Tuesday, November 23, 2010

Let the Cattle Call Commence

I was at the dentist this week when one of the assistants asked me about my plans for Thanksgiving. “Eating,” I said, already imaging the feast that I’d missed over the past 10 years while living overseas. Having divorced parents gives me two such spreads, and I was picturing the delectable meals when the girl said, “What about Black Friday?”

Suddenly visions of turkey and gravy morphed into 300 pound Walmart shoppers jockeying for position at the “starting line” at 4 am, a whistle blowing and a stampede beginning, a string of trampled casualties left underfoot (or underhoof).

“Who the hell would go shopping on Black Friday?” I asked, wrinkling my nose in disgust. “Like, who is so desperate that they have to wake up at 4 am, stand online with a bunch of loooosas and risk their life for a 20% discount at Toys "R" Us? I can’t think of anything I’d like to do less! Who does that? Seriously, who?”

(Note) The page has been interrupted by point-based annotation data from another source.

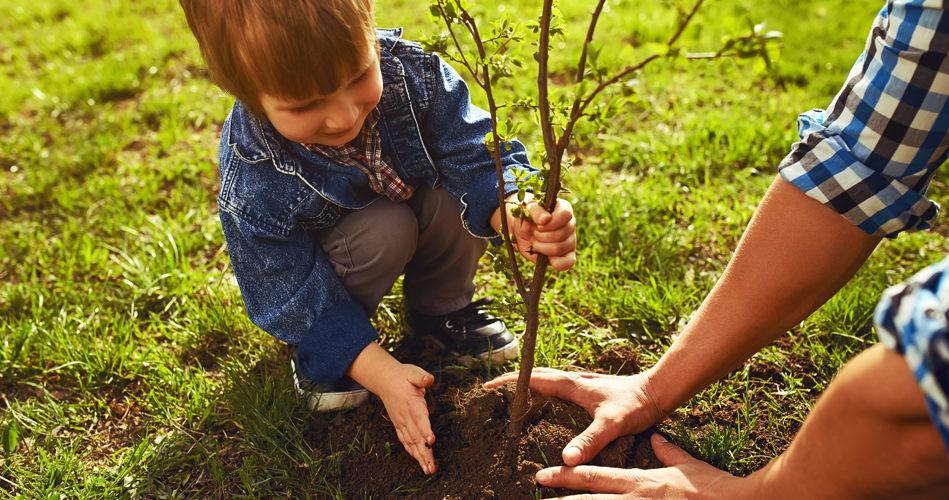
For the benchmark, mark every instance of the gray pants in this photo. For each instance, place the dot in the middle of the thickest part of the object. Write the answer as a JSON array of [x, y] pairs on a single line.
[[422, 237]]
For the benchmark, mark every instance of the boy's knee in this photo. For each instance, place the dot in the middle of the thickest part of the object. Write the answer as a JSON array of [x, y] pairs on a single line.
[[382, 235]]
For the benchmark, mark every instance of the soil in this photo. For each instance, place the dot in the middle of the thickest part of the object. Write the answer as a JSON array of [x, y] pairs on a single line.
[[475, 458]]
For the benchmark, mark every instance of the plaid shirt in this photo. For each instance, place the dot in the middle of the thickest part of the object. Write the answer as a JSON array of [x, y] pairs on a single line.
[[871, 156], [377, 165], [912, 320]]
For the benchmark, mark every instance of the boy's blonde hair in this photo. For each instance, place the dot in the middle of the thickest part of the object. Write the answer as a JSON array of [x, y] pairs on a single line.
[[287, 49]]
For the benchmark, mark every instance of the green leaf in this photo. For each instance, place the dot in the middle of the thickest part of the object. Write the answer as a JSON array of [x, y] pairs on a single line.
[[9, 438]]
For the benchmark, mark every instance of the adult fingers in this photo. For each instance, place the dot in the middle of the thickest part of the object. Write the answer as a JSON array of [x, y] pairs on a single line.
[[591, 441], [587, 478], [420, 378]]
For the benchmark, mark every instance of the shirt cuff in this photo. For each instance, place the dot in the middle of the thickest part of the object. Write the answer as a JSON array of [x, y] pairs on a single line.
[[911, 320], [823, 167], [334, 341]]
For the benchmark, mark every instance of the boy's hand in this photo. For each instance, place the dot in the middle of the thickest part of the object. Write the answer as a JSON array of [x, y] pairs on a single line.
[[402, 390], [403, 393], [552, 234]]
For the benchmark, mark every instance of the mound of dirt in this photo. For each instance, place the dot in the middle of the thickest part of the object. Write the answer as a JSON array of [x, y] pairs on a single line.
[[475, 458]]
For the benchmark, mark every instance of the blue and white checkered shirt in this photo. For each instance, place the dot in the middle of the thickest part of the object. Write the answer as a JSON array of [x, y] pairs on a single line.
[[871, 155], [912, 320]]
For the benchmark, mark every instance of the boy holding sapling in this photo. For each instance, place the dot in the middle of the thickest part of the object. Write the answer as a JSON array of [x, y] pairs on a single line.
[[351, 157]]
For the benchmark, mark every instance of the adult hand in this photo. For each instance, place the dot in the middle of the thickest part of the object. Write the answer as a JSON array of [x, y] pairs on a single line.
[[685, 478], [619, 405]]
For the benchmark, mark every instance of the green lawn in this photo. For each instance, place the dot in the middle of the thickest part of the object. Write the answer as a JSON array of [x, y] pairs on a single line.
[[127, 365]]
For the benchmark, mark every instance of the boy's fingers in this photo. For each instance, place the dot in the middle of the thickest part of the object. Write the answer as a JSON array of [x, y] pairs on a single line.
[[563, 262], [562, 216], [538, 214]]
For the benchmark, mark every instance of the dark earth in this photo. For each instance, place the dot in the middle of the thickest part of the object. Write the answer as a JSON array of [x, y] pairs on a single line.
[[475, 457]]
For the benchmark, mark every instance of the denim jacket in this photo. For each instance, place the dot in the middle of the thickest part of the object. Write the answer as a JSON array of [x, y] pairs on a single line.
[[275, 195]]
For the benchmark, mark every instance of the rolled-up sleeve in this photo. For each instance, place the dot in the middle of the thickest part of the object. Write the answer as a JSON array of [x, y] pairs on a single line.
[[871, 155], [913, 320]]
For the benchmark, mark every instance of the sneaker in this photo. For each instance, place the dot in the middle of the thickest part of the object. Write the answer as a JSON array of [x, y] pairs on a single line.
[[336, 395], [470, 333]]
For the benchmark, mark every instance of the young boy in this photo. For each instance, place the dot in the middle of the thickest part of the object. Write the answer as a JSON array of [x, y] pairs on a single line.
[[350, 158]]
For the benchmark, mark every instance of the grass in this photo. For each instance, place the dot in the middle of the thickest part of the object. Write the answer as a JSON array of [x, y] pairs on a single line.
[[127, 365]]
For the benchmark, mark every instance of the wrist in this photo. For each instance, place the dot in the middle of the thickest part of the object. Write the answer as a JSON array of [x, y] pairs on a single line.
[[373, 367]]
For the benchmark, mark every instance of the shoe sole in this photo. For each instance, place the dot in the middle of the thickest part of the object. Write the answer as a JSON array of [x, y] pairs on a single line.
[[335, 400], [328, 401]]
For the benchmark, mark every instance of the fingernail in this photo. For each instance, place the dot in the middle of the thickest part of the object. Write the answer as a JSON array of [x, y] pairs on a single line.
[[572, 455]]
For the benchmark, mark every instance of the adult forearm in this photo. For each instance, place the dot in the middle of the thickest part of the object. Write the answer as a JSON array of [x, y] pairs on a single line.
[[869, 437], [794, 255]]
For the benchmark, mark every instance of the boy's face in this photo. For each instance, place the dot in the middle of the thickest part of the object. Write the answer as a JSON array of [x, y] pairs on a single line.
[[329, 120]]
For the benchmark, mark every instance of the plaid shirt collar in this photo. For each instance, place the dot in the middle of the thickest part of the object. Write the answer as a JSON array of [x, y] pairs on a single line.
[[377, 165]]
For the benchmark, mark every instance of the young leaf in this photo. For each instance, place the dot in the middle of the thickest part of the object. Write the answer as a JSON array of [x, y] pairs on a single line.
[[9, 438]]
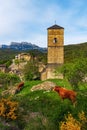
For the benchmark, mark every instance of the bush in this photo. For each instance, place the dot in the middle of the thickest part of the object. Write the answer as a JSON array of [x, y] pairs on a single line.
[[8, 109], [75, 72]]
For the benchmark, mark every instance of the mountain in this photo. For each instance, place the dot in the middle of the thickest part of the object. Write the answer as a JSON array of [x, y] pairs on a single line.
[[22, 46]]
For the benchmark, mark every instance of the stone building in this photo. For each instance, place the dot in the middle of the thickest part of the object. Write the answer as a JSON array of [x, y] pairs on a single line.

“Um, I do,” the girl said, swiftly walking away. Crap. I felt like I'd just over complained to my waiter and was about to get my food spit on, in this case, my retainer tampered with to ruin my $4,000 smile.

“Oh, I guess it can be fun though!” I said, halfheartedly attempting to rectify the situation as she ignored me.

But seriously folks! Who does do that? Why do we let marketing and advertising and consumerism take over and convert us from human beings into savage beasts who will KILL other human beings just to get a few dollars off of shit we don’t need anyway? Do we really want to be part of that machine?

The answer is simple. Yes. We do. Cause we are all losas. But instead of buying a cattle prod and taking your chances out there, why not do what we do for every other aspect of our social lives nowadays? Do it virtually. We farm online, we chat online, we date online, we publish our every fartin move online – so this year, I will just Christmas shop online. Screw the masses.

Monday, November 8, 2010

The Weather Genius, otherwise known as the moron behind me at Duane Reade


Photo by Eric Skiff, via Flikr

On the eve of the arrival of one of my BFFs, who's flying in from sunny Barcelona, New York City is a shitshow. It’s cold. It’s windy. And the heavens are spewing ice pellets.

When I got off the subway and blew across the street as I fought to keep my umbrella right-side-in while dodging other armed and dangerous pedestrians, I quickly nipped into Duane Reade to get honey for my tea. I was on the massive line waiting to pay when idiocy unraveled behind me in the form of an annoying couple. Obviously tourists, they’d stopped in to buy an umbrella and hats.

“I can’t believe it’s hailing,” the girl said.

“Hailing? It’s not hailing. It’s raining. It’s too warm for hail,” her boyfriend said. I sighed loudly. I had just been pelleted by the “non” hail myself.

“Looks like ice balls to me,” the girl continued. “Look, the girl in front of us has ice balls in her hair.” My hand automatically reached to pat my wet, and yes, ice-laden, head.

“Ugh. It is NOT ice balls. It has to be 32 degrees or below for ice. It’s too warm. Don’t be so stupid,” the annoyer continued. I held my breath and counted to ten.

“But look at her hair.”

“That’s just a water droplet. It’s not ice.”

I turned around. “OK, let’s get something straight. There IS ice in my hair,” I said.

The girl cracked a smile while her boyfriend turned red in the face. I ignored his ‘tude and continued. “Ice forms up there…” I said, pointing up. “So it doesn’t have to be 32 degrees or under on the ground for it to form in the clouds. Pah-lus, I was stuck in a hailstorm in Barcelona last year, where golf ball sized ice took chunks out of my plant leaves and left my garden looking like a war zone – AND it was summer. So it obviously doesn’t need to be freezing for hail or ice balls. Mmmkay?”

I left the baffled couple behind and paid for my honey. As soon as I got to work, I googled ice pellets and hail to make sure I was right. Nothing worse than fighting an idiot by being a bigger idiot. Luckily Wikipedia, a sound source if ever there was one, backs me up:

Ice pellets form when a layer of above-freezing air is located between 1500 meters (approximately 5,000 feet) and 3000 meters (approximately 10,000 feet) above the ground, with sub-freezing air both above and below it.